While allergic bronchopulmonary aspergillosis (ABPA) is well recognized as a fungal complication of asthma, severe asthma with fungal sensitization (SAFS) is not. In ABPA the total immunoglobulin E (IgE) is usually >1,000 IU/mL, whereas in SAFS it is <1,000 IU/mL, and either skin prick tests or fungus-specific IgE tests are positive. ABPA may present with any severity of asthma, and occasionally with no asthma or cystic fibrosis, the other common underlying disease. SAFS is a problem in patients with poorly controlled asthma and occasionally presents in the intensive care unit (ICU). Production of mucous plugs and coughing paroxysms is more common in ABPA. Certain underlying genetic defects seem to underpin these remarkable phenotypic differences. From a management perspective both ABPA and SAFS respond to both high doses of corticosteroids and oral antifungal agents, with ∼60% response rate in both ABPA and SAFS with itraconazole. In 50% of patients itraconazole boosts inhaled corticosteroid exposure, sometimes leading to cushingoid features. Second-line therapy data are scant, but we have shown that 70 to 80% of patients who tolerate either voriconazole or posaconazole also respond. Other useful therapies include nebulized hypertonic saline to aid expectoration of thick sputum and long-term azithromycin for its anti-inflammatory effect on the airways. Omaluzimab is useful in some patients with SAFS and occasionally in ABPA. Complications of ABPA include bronchiectasis, typically central in distribution, and chronic pulmonary aspergillosis. Most patients with ABPA and SAFS can be stabilized for long periods with inhaled corticosteroids and itraconazole or another antifungal agent. Novel immunotherapies are on the horizon.

摘要

虽然变应性支气管肺曲霉病(ABPA)是一种公认的哮喘真菌并发症,但严重哮喘伴真菌致敏(SAFS)则不然。
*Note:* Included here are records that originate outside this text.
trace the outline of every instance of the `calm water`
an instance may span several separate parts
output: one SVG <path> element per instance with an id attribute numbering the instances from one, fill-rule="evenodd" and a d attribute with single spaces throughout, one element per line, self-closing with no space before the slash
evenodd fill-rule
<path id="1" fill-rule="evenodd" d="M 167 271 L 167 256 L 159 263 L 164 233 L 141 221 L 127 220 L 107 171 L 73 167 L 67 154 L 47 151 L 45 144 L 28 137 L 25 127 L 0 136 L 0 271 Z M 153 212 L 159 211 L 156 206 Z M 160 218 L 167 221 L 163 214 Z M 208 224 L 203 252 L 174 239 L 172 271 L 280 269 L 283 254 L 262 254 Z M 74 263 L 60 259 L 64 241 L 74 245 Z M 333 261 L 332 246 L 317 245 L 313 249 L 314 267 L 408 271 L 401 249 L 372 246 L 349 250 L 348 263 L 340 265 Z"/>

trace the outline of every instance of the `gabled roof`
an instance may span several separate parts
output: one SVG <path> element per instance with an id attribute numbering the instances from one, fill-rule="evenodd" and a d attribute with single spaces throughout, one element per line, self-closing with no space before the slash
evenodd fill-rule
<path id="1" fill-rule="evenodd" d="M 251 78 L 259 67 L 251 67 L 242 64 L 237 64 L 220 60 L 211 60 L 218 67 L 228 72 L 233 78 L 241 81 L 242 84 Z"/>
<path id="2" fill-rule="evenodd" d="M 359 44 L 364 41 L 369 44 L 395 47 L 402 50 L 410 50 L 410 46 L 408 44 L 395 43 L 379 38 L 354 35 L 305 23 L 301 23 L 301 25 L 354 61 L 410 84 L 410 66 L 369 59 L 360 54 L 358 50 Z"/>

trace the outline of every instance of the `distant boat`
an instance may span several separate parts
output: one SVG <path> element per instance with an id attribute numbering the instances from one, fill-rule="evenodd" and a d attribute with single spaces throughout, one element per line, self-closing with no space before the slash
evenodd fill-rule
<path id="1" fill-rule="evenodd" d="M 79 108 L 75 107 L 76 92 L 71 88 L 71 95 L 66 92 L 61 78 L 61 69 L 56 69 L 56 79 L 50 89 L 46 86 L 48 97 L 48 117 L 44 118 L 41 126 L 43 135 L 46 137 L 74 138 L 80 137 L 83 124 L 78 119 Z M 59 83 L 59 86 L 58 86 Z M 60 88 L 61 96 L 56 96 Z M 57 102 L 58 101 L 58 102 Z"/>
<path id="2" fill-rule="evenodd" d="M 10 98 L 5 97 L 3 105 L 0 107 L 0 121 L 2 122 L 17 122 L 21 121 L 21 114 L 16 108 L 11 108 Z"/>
在 ABPA 中,总免疫球蛋白 E(IgE)通常>1000IU/mL,而在 SAFS 中则<1000IU/mL,并且皮肤点刺试验或真菌特异性 IgE 试验均为阳性。ABPA 可能表现为任何严重程度的哮喘,偶尔也可能没有哮喘或囊性纤维化,这是另一种常见的潜在疾病。SAFS 是控制不佳的哮喘患者的一个问题,偶尔也会出现在重症监护病房(ICU)。ABPA 更常见黏液栓和咳嗽发作。某些潜在的遗传缺陷似乎为这些显著的表型差异提供了基础。从管理的角度来看,ABPA 和 SAFS 都对大剂量皮质类固醇和口服抗真菌药物有反应,伊曲康唑在 ABPA 和 SAFS 中的反应率约为 60%。在 50%的患者中,伊曲康唑会增加吸入皮质类固醇的暴露,有时会导致库欣样特征。二线治疗数据很少,但我们已经表明,70%到 80%耐受伏立康唑或泊沙康唑的患者也有反应。其他有用的治疗方法包括雾化高渗盐水以帮助咳出浓稠的痰液,以及长期使用阿奇霉素以发挥其对气道的抗炎作用。奥马鲁单抗对某些 SAFS 患者和偶尔的 ABPA 患者有用。ABPA 的并发症包括支气管扩张症,通常呈中央分布,以及慢性肺曲霉病。大多数 ABPA 和 SAFS 患者可以通过吸入皮质类固醇和伊曲康唑或另一种抗真菌药物长期稳定。新型免疫疗法正在出现。